Взгляд его был холоден и полон мрачной решимости, которая пугала, наверное, сильнее инструмента в его руках, ибо не было там и проблеска сомнений.

— Нет! — закричал Генри, снова пытаясь вырваться, но тщетно. — Прошу, не надо! Не делай этого!

Ведь это действительно навсегда, а он только начинал жить, и перспектива стать беспомощным инвалидом на долгие годы совсем не прельщала. Кроме того, он представлял, какая это боль и был уверен, что просто не выдержит. Психопат, видимо тоже, потому что, успокоив тем, что у него в этом деле большой опыт, он приподнял, жертву, насколько это было возможно в таком положении, и сделал инъекцию, вколов обезболивающее в шею, и Генри чувствовал, как игла проходит меж позвонков. Больно не было, но ощущения, когда оно начало действовать, были пренеприятнейшие – позвоночник будто распирало изнутри.

Онемение заняло десять минут. Десять минут, в которые он кричал, бился в путах, чувствуя, как все хуже слушается тело, просил, обещал, угрожал, умолял, сходя с ума от ужаса и надвигающейся неотвратимости. Остин же, оставаясь глух к чужим словам, бесстрастно и методично подготавливал верхние конечности жертвы к ампутации: обработав каким-то раствором, наложив жгут и сделав еще какой-то укол.

Он утверждал, что так будет лучше. Кому, мать его, лучше? Чем?

— Остин, ну, не надо! — взмолился Генри, когда тот склонился над ним со скальпелем.

А в следующий миг зажмурился, что было сил, лишь смутно почувствовав, как горячие капли обильно оросили лицо, утонув в диком ужасе. Несколько раз он отключался, не в силах принять то, что видел собственными глазами, наблюдая точно со стороны. Хотя, наверное, лучше чувствовал бы, потому что раздвоение это пугало еще сильнее, точно он сошел с ума, а может, душа его покинула тело, не выдержав омерзительного, кошмарного зрелища. Однако холодный и сосредоточенный голос Остина, охотно поясняющий его действия, неизменно возвращал к дикой реальности, где Генри ампутировали руки. И он мог отмечать переходы от одного этапа к другому. Сперва круговым разрезом Остин пересек кожу, затем по ее краю рассек все мышцы до кости, потом последовало усечение нервных стволов… Когда Остин взял в руки пилу, Генри вновь зажмурился, услышав, как пилят его собственную кость, и звук этот впился в мозг.

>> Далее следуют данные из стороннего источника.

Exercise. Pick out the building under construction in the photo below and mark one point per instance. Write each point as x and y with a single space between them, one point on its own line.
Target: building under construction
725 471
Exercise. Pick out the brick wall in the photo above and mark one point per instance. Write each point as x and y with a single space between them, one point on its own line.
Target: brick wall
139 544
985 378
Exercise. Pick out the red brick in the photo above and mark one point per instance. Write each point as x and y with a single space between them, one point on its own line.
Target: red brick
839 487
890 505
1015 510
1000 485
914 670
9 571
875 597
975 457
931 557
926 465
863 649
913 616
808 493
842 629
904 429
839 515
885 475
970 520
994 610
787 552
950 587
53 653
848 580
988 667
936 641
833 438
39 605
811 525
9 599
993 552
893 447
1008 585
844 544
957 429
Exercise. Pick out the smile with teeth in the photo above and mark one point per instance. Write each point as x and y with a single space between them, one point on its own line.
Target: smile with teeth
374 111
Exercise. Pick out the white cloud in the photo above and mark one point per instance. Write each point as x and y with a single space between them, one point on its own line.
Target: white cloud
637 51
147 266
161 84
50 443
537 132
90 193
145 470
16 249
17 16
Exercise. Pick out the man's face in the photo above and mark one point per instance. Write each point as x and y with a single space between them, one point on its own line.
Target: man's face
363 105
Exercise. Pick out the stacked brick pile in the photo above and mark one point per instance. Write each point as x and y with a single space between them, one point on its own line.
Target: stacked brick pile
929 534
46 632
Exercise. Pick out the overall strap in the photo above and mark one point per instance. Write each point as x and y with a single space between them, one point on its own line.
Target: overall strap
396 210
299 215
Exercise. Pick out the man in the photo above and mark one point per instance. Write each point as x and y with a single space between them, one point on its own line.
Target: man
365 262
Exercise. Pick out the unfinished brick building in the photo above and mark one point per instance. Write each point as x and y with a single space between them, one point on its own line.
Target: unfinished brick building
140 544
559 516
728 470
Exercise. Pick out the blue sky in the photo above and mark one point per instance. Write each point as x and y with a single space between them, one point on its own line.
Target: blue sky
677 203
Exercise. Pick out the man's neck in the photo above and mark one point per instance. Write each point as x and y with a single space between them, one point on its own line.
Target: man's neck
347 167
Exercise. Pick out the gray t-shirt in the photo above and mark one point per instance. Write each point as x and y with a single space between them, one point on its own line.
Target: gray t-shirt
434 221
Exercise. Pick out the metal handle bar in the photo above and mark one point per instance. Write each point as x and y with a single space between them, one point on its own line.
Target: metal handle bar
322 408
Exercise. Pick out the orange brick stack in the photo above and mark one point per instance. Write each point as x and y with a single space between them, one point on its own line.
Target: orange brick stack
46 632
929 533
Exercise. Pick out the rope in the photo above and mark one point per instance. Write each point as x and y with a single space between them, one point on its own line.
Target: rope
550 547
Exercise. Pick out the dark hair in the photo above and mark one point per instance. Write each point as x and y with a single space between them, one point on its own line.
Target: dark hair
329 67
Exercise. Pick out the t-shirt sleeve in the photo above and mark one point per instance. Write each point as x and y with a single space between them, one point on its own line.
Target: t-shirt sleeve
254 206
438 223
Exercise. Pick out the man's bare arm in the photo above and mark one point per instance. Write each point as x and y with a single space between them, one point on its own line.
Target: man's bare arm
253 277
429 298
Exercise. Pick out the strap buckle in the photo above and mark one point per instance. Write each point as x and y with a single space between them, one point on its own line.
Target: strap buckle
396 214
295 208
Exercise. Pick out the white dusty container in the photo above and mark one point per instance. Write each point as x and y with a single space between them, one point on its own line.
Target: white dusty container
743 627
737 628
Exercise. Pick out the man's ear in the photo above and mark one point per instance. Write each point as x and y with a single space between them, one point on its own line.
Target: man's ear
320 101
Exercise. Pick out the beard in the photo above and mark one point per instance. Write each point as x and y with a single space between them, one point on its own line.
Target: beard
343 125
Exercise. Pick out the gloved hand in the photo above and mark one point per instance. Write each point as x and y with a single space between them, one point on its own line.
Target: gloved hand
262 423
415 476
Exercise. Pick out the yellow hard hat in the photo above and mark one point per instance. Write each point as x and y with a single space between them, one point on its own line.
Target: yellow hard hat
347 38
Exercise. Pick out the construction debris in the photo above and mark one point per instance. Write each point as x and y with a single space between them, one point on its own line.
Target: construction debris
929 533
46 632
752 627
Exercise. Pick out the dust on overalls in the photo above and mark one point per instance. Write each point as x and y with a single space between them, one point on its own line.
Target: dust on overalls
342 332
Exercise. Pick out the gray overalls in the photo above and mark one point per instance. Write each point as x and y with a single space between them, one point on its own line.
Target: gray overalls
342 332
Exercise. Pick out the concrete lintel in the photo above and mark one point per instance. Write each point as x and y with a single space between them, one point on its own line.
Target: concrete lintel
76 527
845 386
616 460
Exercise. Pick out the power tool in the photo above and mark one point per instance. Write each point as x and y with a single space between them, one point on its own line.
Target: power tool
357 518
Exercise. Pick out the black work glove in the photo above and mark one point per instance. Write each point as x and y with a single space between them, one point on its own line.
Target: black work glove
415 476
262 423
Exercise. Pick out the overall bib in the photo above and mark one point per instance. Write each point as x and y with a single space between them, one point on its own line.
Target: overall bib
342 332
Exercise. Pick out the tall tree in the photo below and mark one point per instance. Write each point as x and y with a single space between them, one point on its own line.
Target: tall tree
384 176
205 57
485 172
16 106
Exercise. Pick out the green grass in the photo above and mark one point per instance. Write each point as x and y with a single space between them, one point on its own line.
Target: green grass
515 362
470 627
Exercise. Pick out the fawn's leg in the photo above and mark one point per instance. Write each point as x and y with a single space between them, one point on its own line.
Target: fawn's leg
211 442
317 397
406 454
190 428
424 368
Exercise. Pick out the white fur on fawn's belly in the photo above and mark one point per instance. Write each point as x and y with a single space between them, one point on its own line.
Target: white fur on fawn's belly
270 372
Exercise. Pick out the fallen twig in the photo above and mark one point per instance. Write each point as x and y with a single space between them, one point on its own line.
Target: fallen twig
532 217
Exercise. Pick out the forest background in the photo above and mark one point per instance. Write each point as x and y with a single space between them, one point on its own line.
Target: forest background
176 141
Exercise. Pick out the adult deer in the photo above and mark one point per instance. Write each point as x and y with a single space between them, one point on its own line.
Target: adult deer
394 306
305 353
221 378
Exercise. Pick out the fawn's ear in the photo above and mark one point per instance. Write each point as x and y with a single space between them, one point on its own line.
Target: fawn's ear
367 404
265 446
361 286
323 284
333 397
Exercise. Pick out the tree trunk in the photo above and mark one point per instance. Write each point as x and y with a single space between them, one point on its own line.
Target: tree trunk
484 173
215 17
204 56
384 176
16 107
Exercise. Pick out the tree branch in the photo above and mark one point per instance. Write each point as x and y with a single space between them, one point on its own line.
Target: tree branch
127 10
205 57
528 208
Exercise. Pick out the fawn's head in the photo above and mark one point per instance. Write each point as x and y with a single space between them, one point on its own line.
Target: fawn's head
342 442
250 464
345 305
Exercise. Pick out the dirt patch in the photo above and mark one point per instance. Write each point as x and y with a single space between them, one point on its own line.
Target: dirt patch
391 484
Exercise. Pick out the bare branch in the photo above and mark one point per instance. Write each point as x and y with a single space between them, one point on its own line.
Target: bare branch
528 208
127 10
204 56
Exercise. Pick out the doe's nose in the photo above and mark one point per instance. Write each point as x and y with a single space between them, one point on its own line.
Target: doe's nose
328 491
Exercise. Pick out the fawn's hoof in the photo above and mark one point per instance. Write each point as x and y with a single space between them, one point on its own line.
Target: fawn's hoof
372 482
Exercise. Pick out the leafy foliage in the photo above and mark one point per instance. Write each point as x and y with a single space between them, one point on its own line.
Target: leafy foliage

Лишь раз он имел глупость открыть глаза, чтобы увидеть, как только что отпиленная конечность осталась одиноко лежать на перепачканном кровью столе, и снова отчаянно зажмуриться, закричав от отчаяния.

— Теперь закроем костный опил, — продолжал комментировать Остин, пройдясь по нему рашпилем, сглаживая. – Обработаем и приступим к другой руке.

Генри отчаянно замотал головой, глазами умоляя психопата о милосердии, но тот был лишен его, движимый лишь собственными мотивами и желаниями. Созданный им мир существовал лишь по его правилам, которым было обязано подчиняться все, что в него попадало. И процесс повторился, только Генри больше не открывал глаз, надеясь, что это сон. Гребанный ужасный сон!

Он надеялся на это и когда очнулся, открыв глаза, чтоб увидеть потолок жуткого жилища Остина. Смутно, точно это было не с ним, — а может, так оно и было? – он помнил, как в течение нескольких дней приходил в себя, мучимый жестокой болью, отпускающей после того, как уверенные руки делали укол. Жаждой, что заставляла звать человека, изувечившего его. И тот приходил – ласковый, заботливый до тошноты. Проваливался обратно в липкий бред, где снова и снова лишался рук. Невольно вздрагивал всякий раз, когда к нему прикасались, шарахался от звука ненавистного голоса, причиняя себе боль. Кажется, бился в истерике… Боли не было, и Генри почти выдохнул с облегчением, решив, что это и в самом деле только приснилось в бесконечном кошмаре, когда челка упала на глаза, и он попробовал откинуть ее назад. Рука дернулась, но ничего не произошло, и он, холодея от ужаса, осмелился бросить взгляд в бок… Крик по нервным окончаниям отдался в культи – ему действительно отняли руки повыше локтя! В ужасе и отчаянии, он заметался по чужой постели, отказываясь принять реальность. С ресниц сорвались слезы. Осознание, что с этим придется прожить всю жизнь, заставляло желать смерти.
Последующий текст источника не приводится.